Part of the Solution
As the health care system shifts, radiologists are on the frontlines of patient care — but ongoing reimbursement cuts from CMS are hampering physicians and will ultimately affect patients.
As radiologists, we’re all well aware of, and fully on board with, the need to deliver highvalue health care at a lower cost. We’ve been singing from the quality hymnal for years through our leadership in accreditation and evidencebased imaging.
We’ve worked hard to develop relevant quality measures and a decision support tool that can drive appropriate imaging utilization and improve care while reducing costs. We’re dedicating our smartest health policy and economics minds to thinking about how to make sure radiologists can fit and function within bundled-payment models.
Imaging utilization is not even growing. In fact, it is declining significantly.

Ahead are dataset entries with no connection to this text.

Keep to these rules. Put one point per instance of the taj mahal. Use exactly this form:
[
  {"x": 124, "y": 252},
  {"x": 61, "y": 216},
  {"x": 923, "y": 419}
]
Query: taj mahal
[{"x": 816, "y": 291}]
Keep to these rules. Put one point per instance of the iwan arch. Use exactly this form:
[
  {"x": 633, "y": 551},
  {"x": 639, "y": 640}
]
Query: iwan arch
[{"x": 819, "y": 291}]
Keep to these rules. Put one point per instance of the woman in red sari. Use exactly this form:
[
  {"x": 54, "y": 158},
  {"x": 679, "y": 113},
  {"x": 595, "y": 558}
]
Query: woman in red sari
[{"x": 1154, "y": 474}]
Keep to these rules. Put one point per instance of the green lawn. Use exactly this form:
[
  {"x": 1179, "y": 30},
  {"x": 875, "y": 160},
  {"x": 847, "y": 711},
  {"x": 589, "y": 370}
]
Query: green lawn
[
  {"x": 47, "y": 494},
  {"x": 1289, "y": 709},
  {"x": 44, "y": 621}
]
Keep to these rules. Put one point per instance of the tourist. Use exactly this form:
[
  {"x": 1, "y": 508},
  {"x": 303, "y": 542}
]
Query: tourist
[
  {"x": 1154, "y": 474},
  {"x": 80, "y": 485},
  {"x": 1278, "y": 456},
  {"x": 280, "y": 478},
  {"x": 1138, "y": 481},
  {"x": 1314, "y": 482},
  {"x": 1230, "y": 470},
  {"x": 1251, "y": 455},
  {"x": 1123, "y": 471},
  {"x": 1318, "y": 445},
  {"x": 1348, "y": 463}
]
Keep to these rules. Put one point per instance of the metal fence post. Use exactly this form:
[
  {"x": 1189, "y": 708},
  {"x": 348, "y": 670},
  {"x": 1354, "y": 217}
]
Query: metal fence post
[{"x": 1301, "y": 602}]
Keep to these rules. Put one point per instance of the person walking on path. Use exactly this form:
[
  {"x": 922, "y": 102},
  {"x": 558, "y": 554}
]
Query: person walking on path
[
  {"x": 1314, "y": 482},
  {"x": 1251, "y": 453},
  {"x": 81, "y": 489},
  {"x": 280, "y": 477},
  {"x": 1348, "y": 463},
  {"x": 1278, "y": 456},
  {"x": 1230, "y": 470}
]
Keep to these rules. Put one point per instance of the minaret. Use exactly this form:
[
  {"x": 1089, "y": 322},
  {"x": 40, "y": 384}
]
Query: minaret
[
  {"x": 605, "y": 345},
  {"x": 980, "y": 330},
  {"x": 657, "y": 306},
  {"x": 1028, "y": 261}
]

So why does CMS continue to make huge cuts to imaging services in the name of “revaluing potentially misvalued services”? Not a single “potentially misvalued service” has seen an increase in value, so you’ll forgive me for being a little cynical about the true intent of the process.
Particularly frustrating is the issue of the payments that radiologists receive for performing CT and MRI examinations (called the technical component). A portion of this payment recognizes the cost of buying the piece of equipment. The cost is recognized in two main ways, both of which have been cut drastically, creating a double jeopardy scenario.

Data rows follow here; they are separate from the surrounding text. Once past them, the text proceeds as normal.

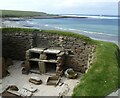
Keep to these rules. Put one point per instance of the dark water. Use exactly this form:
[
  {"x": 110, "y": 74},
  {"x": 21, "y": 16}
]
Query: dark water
[{"x": 103, "y": 28}]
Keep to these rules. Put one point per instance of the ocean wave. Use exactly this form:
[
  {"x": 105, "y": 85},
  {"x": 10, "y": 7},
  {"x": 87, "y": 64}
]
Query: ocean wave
[
  {"x": 97, "y": 17},
  {"x": 81, "y": 31}
]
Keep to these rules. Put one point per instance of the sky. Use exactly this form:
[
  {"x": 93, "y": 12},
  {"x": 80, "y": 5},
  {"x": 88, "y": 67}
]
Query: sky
[{"x": 106, "y": 7}]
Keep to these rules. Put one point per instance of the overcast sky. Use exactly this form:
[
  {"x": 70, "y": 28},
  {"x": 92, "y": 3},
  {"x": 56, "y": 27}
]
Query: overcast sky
[{"x": 109, "y": 7}]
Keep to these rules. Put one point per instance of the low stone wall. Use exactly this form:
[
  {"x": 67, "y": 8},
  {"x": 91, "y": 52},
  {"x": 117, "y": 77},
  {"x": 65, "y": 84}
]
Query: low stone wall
[{"x": 78, "y": 52}]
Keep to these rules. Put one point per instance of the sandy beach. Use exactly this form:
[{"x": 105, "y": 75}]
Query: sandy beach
[{"x": 95, "y": 36}]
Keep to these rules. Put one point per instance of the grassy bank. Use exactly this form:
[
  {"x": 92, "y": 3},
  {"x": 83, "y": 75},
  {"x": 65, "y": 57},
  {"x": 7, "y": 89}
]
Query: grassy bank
[
  {"x": 102, "y": 77},
  {"x": 14, "y": 13}
]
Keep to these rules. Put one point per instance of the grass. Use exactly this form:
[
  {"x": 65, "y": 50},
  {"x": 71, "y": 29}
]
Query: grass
[
  {"x": 14, "y": 13},
  {"x": 102, "y": 77}
]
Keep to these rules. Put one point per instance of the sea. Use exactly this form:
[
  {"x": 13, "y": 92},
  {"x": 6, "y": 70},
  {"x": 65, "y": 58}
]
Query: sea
[{"x": 100, "y": 27}]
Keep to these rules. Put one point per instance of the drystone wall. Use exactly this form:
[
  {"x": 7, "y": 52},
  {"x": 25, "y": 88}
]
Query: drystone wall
[{"x": 78, "y": 52}]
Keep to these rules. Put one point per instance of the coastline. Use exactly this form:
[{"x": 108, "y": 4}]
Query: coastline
[{"x": 6, "y": 23}]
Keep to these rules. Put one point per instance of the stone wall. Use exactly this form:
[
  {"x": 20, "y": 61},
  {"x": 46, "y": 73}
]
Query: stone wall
[{"x": 78, "y": 52}]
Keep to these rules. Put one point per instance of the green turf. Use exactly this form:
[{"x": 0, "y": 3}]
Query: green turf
[{"x": 102, "y": 77}]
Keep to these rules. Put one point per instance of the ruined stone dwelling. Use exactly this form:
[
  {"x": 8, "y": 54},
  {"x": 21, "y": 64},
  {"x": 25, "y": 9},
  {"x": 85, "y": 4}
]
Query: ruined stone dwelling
[{"x": 17, "y": 45}]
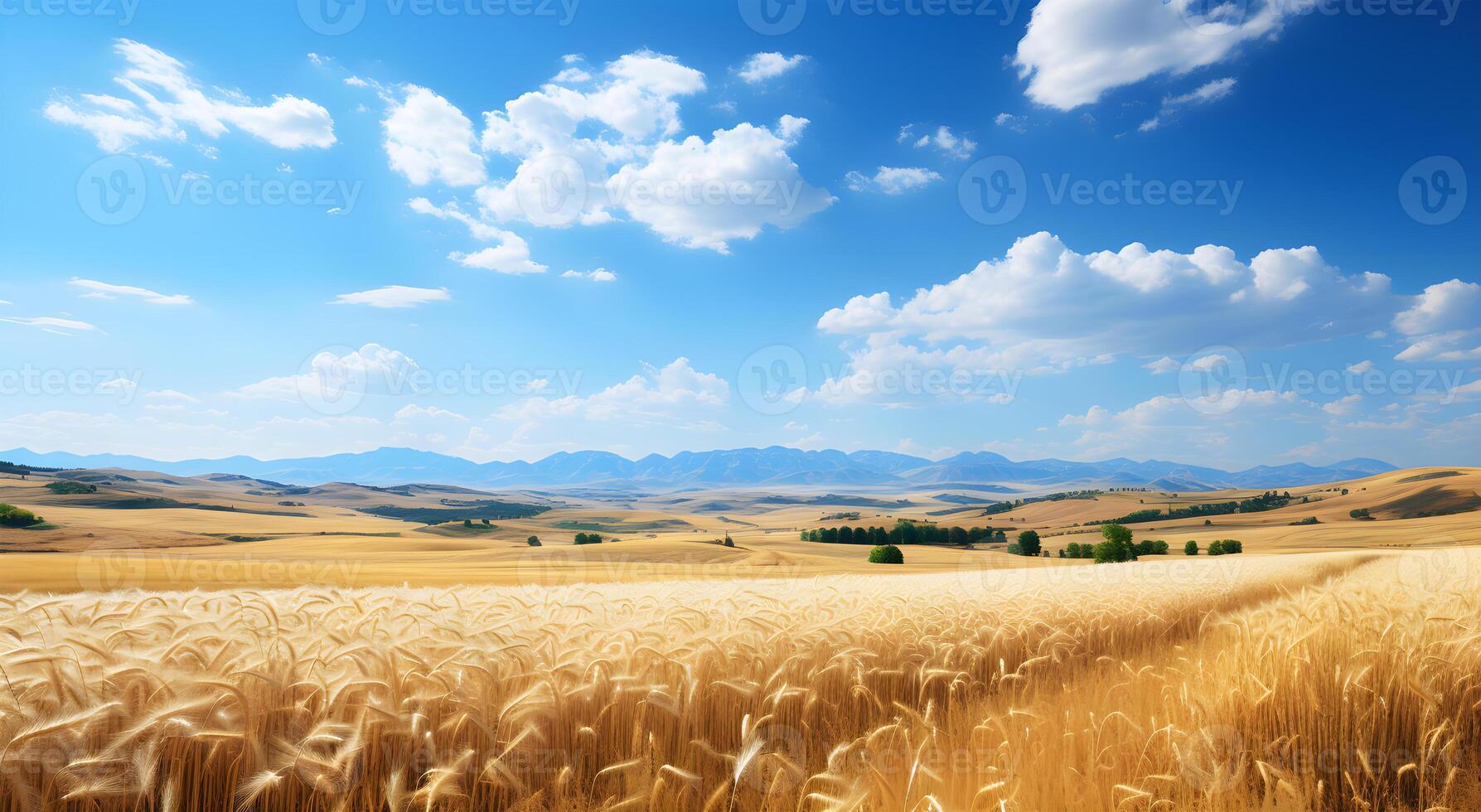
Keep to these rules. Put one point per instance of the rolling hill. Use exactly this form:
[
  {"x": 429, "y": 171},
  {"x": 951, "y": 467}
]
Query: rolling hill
[{"x": 775, "y": 466}]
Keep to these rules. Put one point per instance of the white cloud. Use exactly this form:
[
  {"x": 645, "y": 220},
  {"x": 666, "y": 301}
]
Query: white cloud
[
  {"x": 370, "y": 370},
  {"x": 510, "y": 257},
  {"x": 945, "y": 141},
  {"x": 171, "y": 396},
  {"x": 658, "y": 394},
  {"x": 58, "y": 326},
  {"x": 892, "y": 180},
  {"x": 762, "y": 67},
  {"x": 1443, "y": 323},
  {"x": 1204, "y": 94},
  {"x": 167, "y": 99},
  {"x": 394, "y": 297},
  {"x": 745, "y": 167},
  {"x": 1343, "y": 405},
  {"x": 690, "y": 191},
  {"x": 1044, "y": 307},
  {"x": 1443, "y": 307},
  {"x": 104, "y": 291},
  {"x": 1074, "y": 51},
  {"x": 1008, "y": 120},
  {"x": 600, "y": 274},
  {"x": 427, "y": 138},
  {"x": 1163, "y": 366},
  {"x": 122, "y": 387}
]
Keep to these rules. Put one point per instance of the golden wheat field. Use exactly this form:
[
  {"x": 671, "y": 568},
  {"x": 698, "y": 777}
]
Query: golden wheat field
[{"x": 1343, "y": 680}]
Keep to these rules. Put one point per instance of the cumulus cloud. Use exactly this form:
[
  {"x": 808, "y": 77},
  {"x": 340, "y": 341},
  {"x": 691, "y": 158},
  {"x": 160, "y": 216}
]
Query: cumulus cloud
[
  {"x": 1014, "y": 123},
  {"x": 762, "y": 67},
  {"x": 942, "y": 139},
  {"x": 892, "y": 180},
  {"x": 56, "y": 326},
  {"x": 1204, "y": 94},
  {"x": 167, "y": 99},
  {"x": 511, "y": 255},
  {"x": 1163, "y": 366},
  {"x": 427, "y": 138},
  {"x": 104, "y": 291},
  {"x": 705, "y": 195},
  {"x": 1046, "y": 308},
  {"x": 1074, "y": 51},
  {"x": 1443, "y": 323},
  {"x": 394, "y": 297},
  {"x": 369, "y": 370},
  {"x": 593, "y": 147},
  {"x": 600, "y": 274},
  {"x": 658, "y": 393}
]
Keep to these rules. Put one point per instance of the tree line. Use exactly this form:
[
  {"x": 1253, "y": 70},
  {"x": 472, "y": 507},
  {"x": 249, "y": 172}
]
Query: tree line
[
  {"x": 1117, "y": 545},
  {"x": 905, "y": 532}
]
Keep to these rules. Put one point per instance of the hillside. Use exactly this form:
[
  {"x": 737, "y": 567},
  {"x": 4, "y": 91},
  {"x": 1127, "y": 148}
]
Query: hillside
[{"x": 773, "y": 466}]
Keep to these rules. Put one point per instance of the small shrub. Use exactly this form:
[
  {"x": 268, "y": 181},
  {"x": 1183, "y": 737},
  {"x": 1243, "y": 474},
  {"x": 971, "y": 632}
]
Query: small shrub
[
  {"x": 71, "y": 488},
  {"x": 12, "y": 516},
  {"x": 886, "y": 554}
]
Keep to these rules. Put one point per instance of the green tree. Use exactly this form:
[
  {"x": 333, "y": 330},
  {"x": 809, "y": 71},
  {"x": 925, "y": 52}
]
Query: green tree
[
  {"x": 886, "y": 554},
  {"x": 1117, "y": 545}
]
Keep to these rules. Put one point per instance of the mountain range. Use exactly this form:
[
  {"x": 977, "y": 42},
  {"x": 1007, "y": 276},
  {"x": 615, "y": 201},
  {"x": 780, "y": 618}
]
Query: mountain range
[{"x": 773, "y": 466}]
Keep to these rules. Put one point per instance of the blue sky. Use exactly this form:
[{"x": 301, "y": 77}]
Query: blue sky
[{"x": 1061, "y": 229}]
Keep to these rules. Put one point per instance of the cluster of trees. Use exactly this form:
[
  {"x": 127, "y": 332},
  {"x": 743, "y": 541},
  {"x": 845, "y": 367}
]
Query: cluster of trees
[
  {"x": 71, "y": 488},
  {"x": 1145, "y": 547},
  {"x": 1027, "y": 544},
  {"x": 1116, "y": 545},
  {"x": 905, "y": 532},
  {"x": 1255, "y": 504},
  {"x": 12, "y": 516},
  {"x": 886, "y": 554},
  {"x": 1010, "y": 504}
]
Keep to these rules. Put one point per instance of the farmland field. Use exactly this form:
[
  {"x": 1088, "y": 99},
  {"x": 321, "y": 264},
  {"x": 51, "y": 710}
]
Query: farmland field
[{"x": 331, "y": 658}]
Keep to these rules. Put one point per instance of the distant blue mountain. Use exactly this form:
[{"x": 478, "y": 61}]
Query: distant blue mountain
[{"x": 732, "y": 467}]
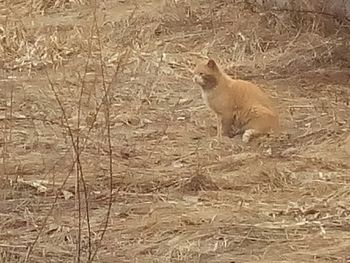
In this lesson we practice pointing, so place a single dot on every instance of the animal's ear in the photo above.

The first way that payments have been cut is by CMS refusing to pay for the total time the machine is being used by a particular patient. CMS states that it should only have to pay for the time that the patient is actually lying on the MRI table having images obtained. It maintains that it should not have to pay for the time taken for the technologist to greet the patient, perform vital lastminute safety checks, and position the patient on the table. Nor is CMS willing to pay for the time that the technologist takes to edit, reconstruct, and package the raw images for optimal interpretation. I don’t think CMS actually believes in this imaginary scenario — that the patient is teleported onto the table from the reception area and the technologist wiggles his nose a la Samantha in the 1960s television show “Bewitched” so that all the image reconstructions appear in a flash. I think CMS knows that work is done; it just doesn’t want to pay for that work. This has resulted in doubledigit- percentage reductions for many services, most notoriously last year to 73721 (MR lower extremity).
You have to admire CMS’s chutzpah. Next time I go to a restaurant, I think I will tell the waiter that I will only be paying for the food, not the cost of cooking or serving it. I’ll let you know how that goes.
To add insult to injury, the assumptions about the amount of time imaging equipment is in use have been ratcheted up through provisions of both the Affordable Care Act of 2010 and the American Taxpayer Relief Act of 2012. Simply put, the more the machine is assumed to be in use, the lower the technical component payment portion, which reflects the cost of buying the unit. This utilization rate assumption has gone from 50 percent to 90 percent, with the last 15 percent imposed this January. This most recent increase in the utilization rate assumption has resulted in an average of 10 percent additional reductions to CT and MRI technical reimbursements. Think about what a 90 percent utilization rate assumption means. In an eight-hour day, the machine is assumed to be running for 7 hours and 12 minutes. CMS pays for one technologist per machine, so that leaves 48 minutes for your technologist to warm up the unit, do quality control, get lunch, and take the odd bathroom break. Heaven forbid there is a study that needs to be re-edited or a phone call to be made. Our technologists are amazing, but in the real world we all know that between patients who don’t show or don’t have their authorization and common glitches that slow down the day, a 90 percent utilization rate is simply not realistic. Our colleagues at the RBMA actually surveyed and found that the old 50 percent rate was closer to the truth when one factored in scanners in rural areas. Those scanners may not see as much use, but they provide a valuable and convenient service to Medicare beneficiaries that threatens to go away with these cascading cuts.
Combine the two issues I’ve outlined above and that’s where it really gets bizarre. Help me understand this, CMS: I’m supposed to use my machine 90 percent of the time, but you’ll only pay for the actual time that images are being acquired?
We are not dumb. We know where healthcare is going, and we want to be part of the solution. We know the contribution that imaging can make to diagnosing cancer while it is still curable, reducing hospital admissions and length of stay, and getting to the diagnosis more quickly and less invasively. It’s hard to focus on the positive though, when you’re worried about paying your staff and making the payments on your equipment. In the end, it’s our patients who will suffer through not having convenient access to high-quality imaging.
So, CMS, please let us use our powers for good. We have so much to offer, and if you’ll stop cutting our reimbursement indiscriminately, we are more than happy to step up and embrace value-based payments.